Cette typologie de savoirs ne fait cependant pas l’unanimité, Johsua (2002) lui-même affirmant que « ce ne sont jamais des pratiques qui sont enseignées en classe, mais des savoirs sur les pratiques ». (p. 22) Il considère que seuls les savoirs peuvent être analysés à l’aide de la chaîne transpositive. À l’opposé, Martinand (1986) défend l’idée selon laquelle « tous les savoirs enseignés ne sont pas issus d’une source savante ». (Reuter, 2007, p. 230) Dans une perspective de transposition didactique, on peut selon lui autant analyser les pratiques sociales (par exemple, les diverses formes de danses en ligne pratiquées dans un cadre festif) que les savoirs « savants » (par exemple, la notion de kinésphère, introduite par Laban et comprise comme l’espace délimité par toutes les extrémités du corps du danseur).
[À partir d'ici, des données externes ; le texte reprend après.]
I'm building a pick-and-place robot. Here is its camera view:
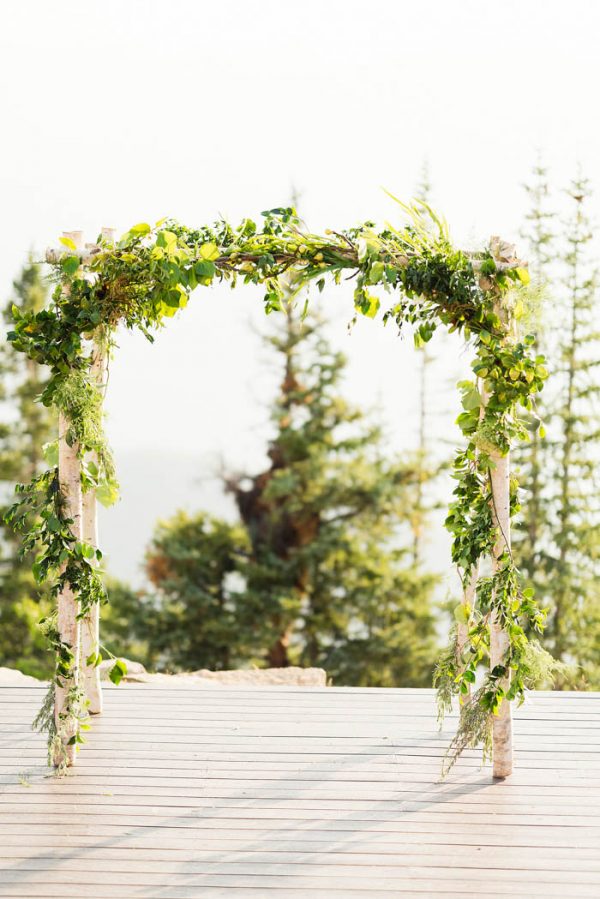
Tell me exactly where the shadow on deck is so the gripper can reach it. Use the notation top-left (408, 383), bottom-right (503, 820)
top-left (0, 685), bottom-right (600, 899)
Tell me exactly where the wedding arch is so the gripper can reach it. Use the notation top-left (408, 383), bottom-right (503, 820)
top-left (7, 203), bottom-right (547, 777)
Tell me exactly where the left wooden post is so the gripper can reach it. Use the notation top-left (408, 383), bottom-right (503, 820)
top-left (53, 231), bottom-right (83, 766)
top-left (81, 342), bottom-right (106, 715)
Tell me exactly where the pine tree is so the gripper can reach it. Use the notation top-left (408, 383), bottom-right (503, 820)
top-left (546, 177), bottom-right (600, 687)
top-left (143, 308), bottom-right (435, 686)
top-left (410, 161), bottom-right (433, 565)
top-left (0, 262), bottom-right (56, 676)
top-left (142, 512), bottom-right (248, 670)
top-left (513, 160), bottom-right (556, 595)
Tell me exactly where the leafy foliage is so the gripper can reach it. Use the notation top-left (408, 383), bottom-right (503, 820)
top-left (0, 262), bottom-right (56, 677)
top-left (4, 204), bottom-right (546, 768)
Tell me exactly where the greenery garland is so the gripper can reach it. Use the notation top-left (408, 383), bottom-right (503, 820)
top-left (2, 204), bottom-right (547, 757)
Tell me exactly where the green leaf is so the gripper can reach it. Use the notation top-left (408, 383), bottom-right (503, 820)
top-left (96, 481), bottom-right (119, 509)
top-left (60, 256), bottom-right (81, 275)
top-left (454, 602), bottom-right (469, 624)
top-left (462, 387), bottom-right (481, 412)
top-left (129, 222), bottom-right (152, 237)
top-left (194, 259), bottom-right (217, 284)
top-left (369, 262), bottom-right (385, 284)
top-left (42, 440), bottom-right (58, 468)
top-left (108, 659), bottom-right (127, 687)
top-left (198, 241), bottom-right (221, 262)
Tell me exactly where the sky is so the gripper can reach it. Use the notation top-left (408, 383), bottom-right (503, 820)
top-left (0, 0), bottom-right (600, 576)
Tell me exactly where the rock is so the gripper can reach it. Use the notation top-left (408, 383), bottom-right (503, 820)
top-left (100, 659), bottom-right (327, 688)
top-left (100, 659), bottom-right (149, 683)
top-left (188, 666), bottom-right (327, 687)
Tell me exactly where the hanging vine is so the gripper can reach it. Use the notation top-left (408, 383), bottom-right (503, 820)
top-left (3, 204), bottom-right (546, 768)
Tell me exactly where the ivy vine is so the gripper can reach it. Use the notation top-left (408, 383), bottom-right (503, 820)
top-left (7, 204), bottom-right (547, 768)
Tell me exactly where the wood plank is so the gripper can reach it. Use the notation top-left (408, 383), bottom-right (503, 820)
top-left (0, 685), bottom-right (600, 899)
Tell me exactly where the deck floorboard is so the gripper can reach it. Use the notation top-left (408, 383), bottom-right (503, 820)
top-left (0, 684), bottom-right (600, 899)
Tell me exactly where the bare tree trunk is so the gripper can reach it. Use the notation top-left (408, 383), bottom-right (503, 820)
top-left (267, 632), bottom-right (290, 668)
top-left (53, 414), bottom-right (82, 765)
top-left (490, 453), bottom-right (513, 777)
Si, pour Chevallard, les savoirs scolaires renvoient à des savoirs « savants » issus des mathématiques, c’est-à-dire « aussi proches que possible de l’état de la science, tel qu’il est défini par les institutions les plus légitimes » (Perrenoud, 1996, p. 238), en revanche, pour Martinand (1986), les savoirs scolaires en didactique de la technologie sont issus de pratiques sociales de référence. Cette interprétation est complémentaire au modèle de transposition didactique de Chevallard. À ce chapitre, « les trois aspects du concept se retrouvent dans le choix des termes : les pratiques renvoient aux activités “réelles” d’un groupe social identifié, qui peut servir de référence pour la conception ou l’analyse d’activités scolaires ». (Reuter, 2007, p. 181) Elles ne permettent pas tant de retracer les origines savantes des savoirs scolaires, comme le suggère Chevallard (1985) avec la transposition didactique externe (de la sélection des savoirs dans la sphère savante à leur inscription dans le

curriculum formel), mais plutôt d’en faire apparaître de nouveaux qui reflètent encore mieux l’évolution de la société.
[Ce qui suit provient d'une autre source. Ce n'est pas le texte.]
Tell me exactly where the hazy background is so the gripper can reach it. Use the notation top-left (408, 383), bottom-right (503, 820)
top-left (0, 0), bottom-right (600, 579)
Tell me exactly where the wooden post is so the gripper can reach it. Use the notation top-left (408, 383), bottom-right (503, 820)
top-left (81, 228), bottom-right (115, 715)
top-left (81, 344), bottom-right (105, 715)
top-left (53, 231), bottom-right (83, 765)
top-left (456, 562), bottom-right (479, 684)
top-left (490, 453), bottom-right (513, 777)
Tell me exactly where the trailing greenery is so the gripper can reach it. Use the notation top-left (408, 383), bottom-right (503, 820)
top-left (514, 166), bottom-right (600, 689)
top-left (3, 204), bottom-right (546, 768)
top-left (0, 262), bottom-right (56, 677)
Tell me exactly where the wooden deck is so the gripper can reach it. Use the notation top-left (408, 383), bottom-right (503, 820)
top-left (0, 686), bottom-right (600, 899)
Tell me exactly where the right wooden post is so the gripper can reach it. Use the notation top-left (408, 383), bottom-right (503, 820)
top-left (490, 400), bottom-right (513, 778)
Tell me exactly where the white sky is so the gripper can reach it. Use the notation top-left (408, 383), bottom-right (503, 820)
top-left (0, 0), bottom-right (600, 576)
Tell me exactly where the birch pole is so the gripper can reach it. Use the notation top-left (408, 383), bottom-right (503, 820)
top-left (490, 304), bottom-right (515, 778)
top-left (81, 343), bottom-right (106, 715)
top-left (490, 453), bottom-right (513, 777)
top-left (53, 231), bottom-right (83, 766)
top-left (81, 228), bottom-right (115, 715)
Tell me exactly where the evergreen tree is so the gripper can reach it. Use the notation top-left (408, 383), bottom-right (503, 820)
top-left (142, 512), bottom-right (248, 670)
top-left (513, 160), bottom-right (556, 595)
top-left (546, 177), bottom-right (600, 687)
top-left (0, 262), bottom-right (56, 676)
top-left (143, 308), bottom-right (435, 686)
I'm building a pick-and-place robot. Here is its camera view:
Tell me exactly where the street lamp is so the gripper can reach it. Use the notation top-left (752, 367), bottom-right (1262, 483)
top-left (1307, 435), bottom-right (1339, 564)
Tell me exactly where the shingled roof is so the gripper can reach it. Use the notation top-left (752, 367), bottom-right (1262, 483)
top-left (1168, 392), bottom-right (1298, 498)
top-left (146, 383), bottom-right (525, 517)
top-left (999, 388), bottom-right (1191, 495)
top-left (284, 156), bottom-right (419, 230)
Pensons aux disciplines artistiques fondées sur des pratiques de création et d’interprétation d’œuvres. L’apprentissage des concepts « théoriques » passe d’abord par une expérimentation pratique proche de celle des artistes de profession. Les disciplines qui recourent à des pratiques autant qu’à des savoirs « savants » sont susceptibles de faire émerger de nouveaux savoirs qui n’existent pas dans la société, phénomène que Chervel (1988) a nommé les « créations didactiques ». Chevallard (1985) en a reconnu l’existence, mais a aussi critiqué cette forte tendance de l’école à se replier sur elle-même du point de vue de l’épistémologie.

À son tour, Perrenoud (1996) a cherché à recadrer la réflexion autour de la notion de transposition didactique, en rappelant que « Certaines disciplines scolaires, comme la géographie, la grammaire, sont, à l’origine, des “inventions” internes de l’école, que la société a adoptées, et qui sont devenues après coup des champs du savoir savant. » (p. 235) C’est aussi le cas de la danse éducative, qui a été intégrée à l’école québécoise au début des années 1980 avant de devenir une discipline de formation universitaire visant à qualifier des enseignants en la matière et permettant à une nouvelle culture disciplinaire (Saussez, 2008) de naître en milieu scolaire.

Depuis les travaux de Chevallard (1985), l’exclusivité de la référence « savante » aux savoirs scolaires a été nuancée par plusieurs chercheurs en didactique des disciplines (Johsua, 2002; Martinand, 1986, 2001; Perrenoud, 1996, 1998; Raisky, 2001; Terrisse, 2001). C’est pourquoi le modèle de transposition didactique de Chevallard a subi des modifications pour les besoins des différentes disciplines scolaires.